Мама смотрит на носы мягких туфель и шевелит ими в траве, вспугивая большого жука. Она явно колеблется, поделиться ли тревогами со мной или с пастором, который просто посоветует молиться. Или с отцом, который ответит латинским афоризмом о том, как изменчива юность? Оба ответа ее не успокоят, а больше она не доверяет никому в этом мире. И, вздохнув, мама все же признается:
– Тревожное. Может, стоит за ней последить?
– Она уже замечала слежку. Помнишь, как она была возмущена?
– Значит, нужно попросить кого-то, кто ловчее.
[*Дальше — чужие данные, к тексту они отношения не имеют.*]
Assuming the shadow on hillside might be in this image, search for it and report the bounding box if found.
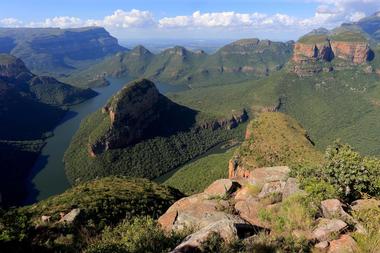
[22,155,48,205]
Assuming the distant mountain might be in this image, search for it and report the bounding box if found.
[0,27,127,76]
[67,38,293,88]
[355,12,380,42]
[0,54,96,206]
[64,79,248,184]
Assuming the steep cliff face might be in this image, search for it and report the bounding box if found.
[88,79,198,156]
[291,30,373,76]
[0,27,127,76]
[330,41,370,64]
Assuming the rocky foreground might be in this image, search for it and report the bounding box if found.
[159,166,378,252]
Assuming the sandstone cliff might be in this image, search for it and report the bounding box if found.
[291,31,373,76]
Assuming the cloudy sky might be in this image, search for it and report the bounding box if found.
[1,0,379,41]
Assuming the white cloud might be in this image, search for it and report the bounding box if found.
[0,18,23,27]
[90,9,154,28]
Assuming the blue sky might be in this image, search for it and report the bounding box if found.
[1,0,379,41]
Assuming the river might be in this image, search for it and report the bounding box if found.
[24,78,189,204]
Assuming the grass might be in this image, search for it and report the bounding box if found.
[236,112,323,170]
[163,147,236,195]
[0,177,184,252]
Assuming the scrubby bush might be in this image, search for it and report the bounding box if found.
[86,216,188,253]
[322,141,380,201]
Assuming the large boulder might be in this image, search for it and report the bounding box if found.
[312,218,347,242]
[158,192,229,231]
[258,181,286,199]
[59,208,81,224]
[204,179,239,198]
[171,216,252,253]
[321,199,348,219]
[327,235,358,253]
[249,166,290,185]
[235,198,269,228]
Какого-нибудь рейнджера?
Я фыркаю, представив этих ладных, довольно милых, но небритых и неопрятных мужчин в тяжелой обуви, крадущихся за Джейн так, что скрипят ветки и стаями вспархивают птицы. У оровиллских рейнджеров немало достоинств вроде отчаянной храбрости, зоркого глаза, твердой руки и (у некоторых) даже воспитания. Но навыков слежки у них маловато, мне случалось наблюдать, как они ходят. Звон шпор, бряцанье оружия и зычный бас оповещают о прибытии законника задолго до того, как замаячит тень его шляпы.
– Ох, мама!
– Смеешься надо мной, яблочко? Вот погоди, будет у тебя дочь…
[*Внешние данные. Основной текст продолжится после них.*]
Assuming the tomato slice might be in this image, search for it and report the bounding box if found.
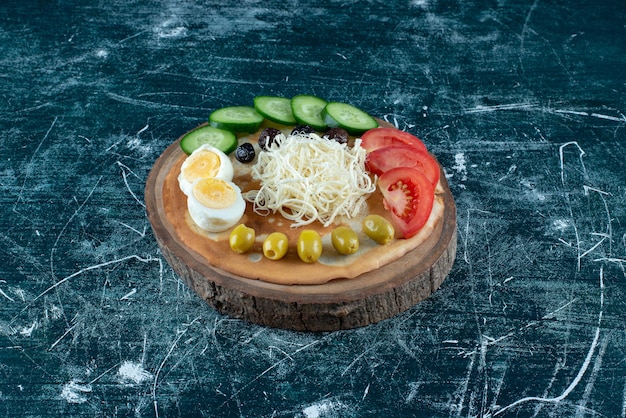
[378,167,435,238]
[360,127,428,153]
[365,145,440,187]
– Для твоих маленьких хитростей лучше подошел бы индеец.
Она сокрушенно вздыхает.
– Винсент не согласится, у него дел по горло, да и он слишком дружен с нашей чертовкой. К тому же вряд ли он за эти годы не забыл, как красться за дичью и…
– Ты говоришь с таким укором, будто сама умеешь красться за дичью.
Мама не без доли самолюбования вздергивает подбородок, где видна маленькая ямочка.
– Может, стоит попробовать? Я не подозреваю о многих своих талантах. А вообще иногда мне кажется, что Генри с его восторгом по поводу всех без разбору чужих культур прав. Жаль, в округе индейцев совсем не осталось… Ой, смотри, она!
Последнее мама произносит, поднимаясь, шурша платьем, торопливо одергивая его. Глядит в сторону калитки, увитой вьюном. В проеме стоит Джейн, и она не одна: джентльмен в сером сюртуке, совсем молодой и немного запыхавшийся, переминается с ноги на ногу рядом.
– Добрый вечер. Мама, Эмма… это Сэм Андерсен, наш новый сосед. Я случайно встретила его по дороге, и он настоял на том, чтобы меня проводить.
Джейн улыбается; ее щеки оживляет призрачный румянец. Она то и дело поглядывает на своего спутника, в иссиня-черных кудрях которого блестит заходящее солнце.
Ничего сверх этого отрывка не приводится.